Por otro lado, es necesario implementar una reforma fiscal progresiva que permita recaudar más impuestos de las grandes fortunas con el objetivo de fortalecer la política social. Asimismo, la política social tendría que orientarse a reforzar los programas de vivienda, así como los sistemas educativo, de salud y de pensiones, cuidando la infraestructura, equipamiento y suministros de cada unidad médica y educativa. Las transferencias monetarias tienen su utilidad, pero no deben ser un sustituto de otros programas orientados a garantizar derechos de manera directa y desmercantilizada.

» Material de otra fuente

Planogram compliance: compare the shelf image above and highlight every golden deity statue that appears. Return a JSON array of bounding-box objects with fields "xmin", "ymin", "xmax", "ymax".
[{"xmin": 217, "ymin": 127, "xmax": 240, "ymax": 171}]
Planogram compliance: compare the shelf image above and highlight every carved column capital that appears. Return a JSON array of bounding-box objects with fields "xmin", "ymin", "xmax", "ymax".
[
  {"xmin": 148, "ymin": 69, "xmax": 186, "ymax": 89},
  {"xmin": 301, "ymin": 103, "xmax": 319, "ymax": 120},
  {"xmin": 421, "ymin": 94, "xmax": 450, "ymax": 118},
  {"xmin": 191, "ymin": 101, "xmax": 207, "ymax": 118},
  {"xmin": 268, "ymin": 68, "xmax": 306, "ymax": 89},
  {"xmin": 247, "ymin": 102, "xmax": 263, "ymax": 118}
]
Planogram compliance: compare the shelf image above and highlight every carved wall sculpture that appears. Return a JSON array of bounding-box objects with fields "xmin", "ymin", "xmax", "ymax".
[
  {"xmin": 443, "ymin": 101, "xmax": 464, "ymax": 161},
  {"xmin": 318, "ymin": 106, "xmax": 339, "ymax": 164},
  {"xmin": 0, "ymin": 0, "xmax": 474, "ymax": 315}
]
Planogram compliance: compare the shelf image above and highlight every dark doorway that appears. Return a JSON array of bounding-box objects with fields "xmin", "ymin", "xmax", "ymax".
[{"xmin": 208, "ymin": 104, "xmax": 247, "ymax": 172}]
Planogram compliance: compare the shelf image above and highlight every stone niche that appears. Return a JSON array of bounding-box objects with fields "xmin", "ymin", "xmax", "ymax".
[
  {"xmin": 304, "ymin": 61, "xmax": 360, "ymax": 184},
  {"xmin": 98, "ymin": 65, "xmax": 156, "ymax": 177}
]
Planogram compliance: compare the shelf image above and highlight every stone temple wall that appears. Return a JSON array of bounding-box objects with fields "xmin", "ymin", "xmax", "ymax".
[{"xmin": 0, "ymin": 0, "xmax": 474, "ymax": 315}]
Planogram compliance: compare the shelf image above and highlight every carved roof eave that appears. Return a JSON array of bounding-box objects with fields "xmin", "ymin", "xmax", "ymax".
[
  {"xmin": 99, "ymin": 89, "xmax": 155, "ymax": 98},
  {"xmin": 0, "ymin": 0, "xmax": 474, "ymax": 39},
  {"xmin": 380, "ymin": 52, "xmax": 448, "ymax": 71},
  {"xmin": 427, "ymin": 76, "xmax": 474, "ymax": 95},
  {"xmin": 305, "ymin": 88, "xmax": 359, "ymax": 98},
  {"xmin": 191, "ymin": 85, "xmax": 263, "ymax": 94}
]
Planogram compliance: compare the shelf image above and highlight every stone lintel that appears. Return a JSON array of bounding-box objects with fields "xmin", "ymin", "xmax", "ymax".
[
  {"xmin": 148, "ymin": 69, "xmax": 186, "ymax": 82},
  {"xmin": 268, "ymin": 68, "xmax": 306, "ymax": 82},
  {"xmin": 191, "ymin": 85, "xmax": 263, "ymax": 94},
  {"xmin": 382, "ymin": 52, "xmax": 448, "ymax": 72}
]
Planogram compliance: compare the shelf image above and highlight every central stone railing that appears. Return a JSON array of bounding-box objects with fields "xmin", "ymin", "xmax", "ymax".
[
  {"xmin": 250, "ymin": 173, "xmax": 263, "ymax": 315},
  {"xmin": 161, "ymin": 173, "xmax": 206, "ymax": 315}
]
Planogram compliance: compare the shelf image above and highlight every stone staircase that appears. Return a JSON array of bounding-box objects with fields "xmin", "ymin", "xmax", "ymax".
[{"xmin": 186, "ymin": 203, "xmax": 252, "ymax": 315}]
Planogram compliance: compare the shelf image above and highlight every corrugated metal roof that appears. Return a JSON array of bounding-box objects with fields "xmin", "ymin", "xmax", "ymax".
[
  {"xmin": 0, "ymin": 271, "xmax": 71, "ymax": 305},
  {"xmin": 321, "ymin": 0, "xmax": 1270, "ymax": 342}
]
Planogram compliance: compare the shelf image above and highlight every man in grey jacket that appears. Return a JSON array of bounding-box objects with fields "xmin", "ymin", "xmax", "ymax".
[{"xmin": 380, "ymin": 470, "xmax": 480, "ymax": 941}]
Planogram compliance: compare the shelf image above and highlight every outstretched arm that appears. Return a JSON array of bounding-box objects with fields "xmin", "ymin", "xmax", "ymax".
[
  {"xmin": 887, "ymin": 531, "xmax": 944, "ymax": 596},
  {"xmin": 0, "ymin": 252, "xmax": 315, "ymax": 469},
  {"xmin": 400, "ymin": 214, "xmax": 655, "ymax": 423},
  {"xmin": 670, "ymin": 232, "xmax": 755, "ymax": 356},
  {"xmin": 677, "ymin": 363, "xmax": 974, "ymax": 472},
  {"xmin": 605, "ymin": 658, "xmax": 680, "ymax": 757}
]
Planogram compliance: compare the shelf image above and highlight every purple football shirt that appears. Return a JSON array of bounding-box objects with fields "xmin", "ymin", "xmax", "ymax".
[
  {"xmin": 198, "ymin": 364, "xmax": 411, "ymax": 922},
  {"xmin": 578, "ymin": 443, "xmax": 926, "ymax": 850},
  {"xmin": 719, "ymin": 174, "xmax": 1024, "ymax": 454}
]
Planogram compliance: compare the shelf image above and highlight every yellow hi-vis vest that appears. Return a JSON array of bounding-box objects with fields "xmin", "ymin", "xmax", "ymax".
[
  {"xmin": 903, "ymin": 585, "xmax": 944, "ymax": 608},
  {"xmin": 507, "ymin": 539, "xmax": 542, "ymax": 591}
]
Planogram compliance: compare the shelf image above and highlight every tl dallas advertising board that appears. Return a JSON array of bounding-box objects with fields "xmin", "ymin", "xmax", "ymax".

Además, sería necesario crear y atender la infraestructura pública y urbana. Los graves problemas de inundaciones en la Zona Metropolitana del Valle de México o en otras ciudades importantes del país, como Guadalajara, solo reflejan el descuido de los gobernantes, quienes usualmente prefieren atender problemas visibles y que les brindan una mayor y más inmediata retribución política. Para todo esto es necesario que aumente el gasto gubernamental y ello solo es posible con una mayor recaudación a partir de las grandes fortunas.
No obstante lo anterior, hay un punto adicional que probablemente sea el más importante, y es que, para poder obtener todas estas reformas en materia de empleo, salarios, recaudación y gasto público, no es suficiente con pedirle al gobierno y esperar que nos escuche. Para lograr estos objetivos y sostenerlos en el tiempo es preciso que sean las y los trabajadores, junto con todos los sectores subalternos, quienes, organizados y educados de forma independiente, exijan su realización.
Si esto no ocurre así, y en lugar del pueblo es el gobierno quien unilateralmente “otorga” los cambios, es muy probable que dicho gobierno use estas medidas como una herramienta de control social, y cuando a dicho gobierno deje de convenirle su aplicación, así como “otorgó” los beneficios, así los desaparecerá. Por eso es necesario que sea la sociedad organizada quién promueva y defienda sus intereses.
Pablo Hernández Jaime es doctor en Ciencias Sociales por El Colegio de México e investigador del Centro Mexicano de Estudios Económicos y Sociales.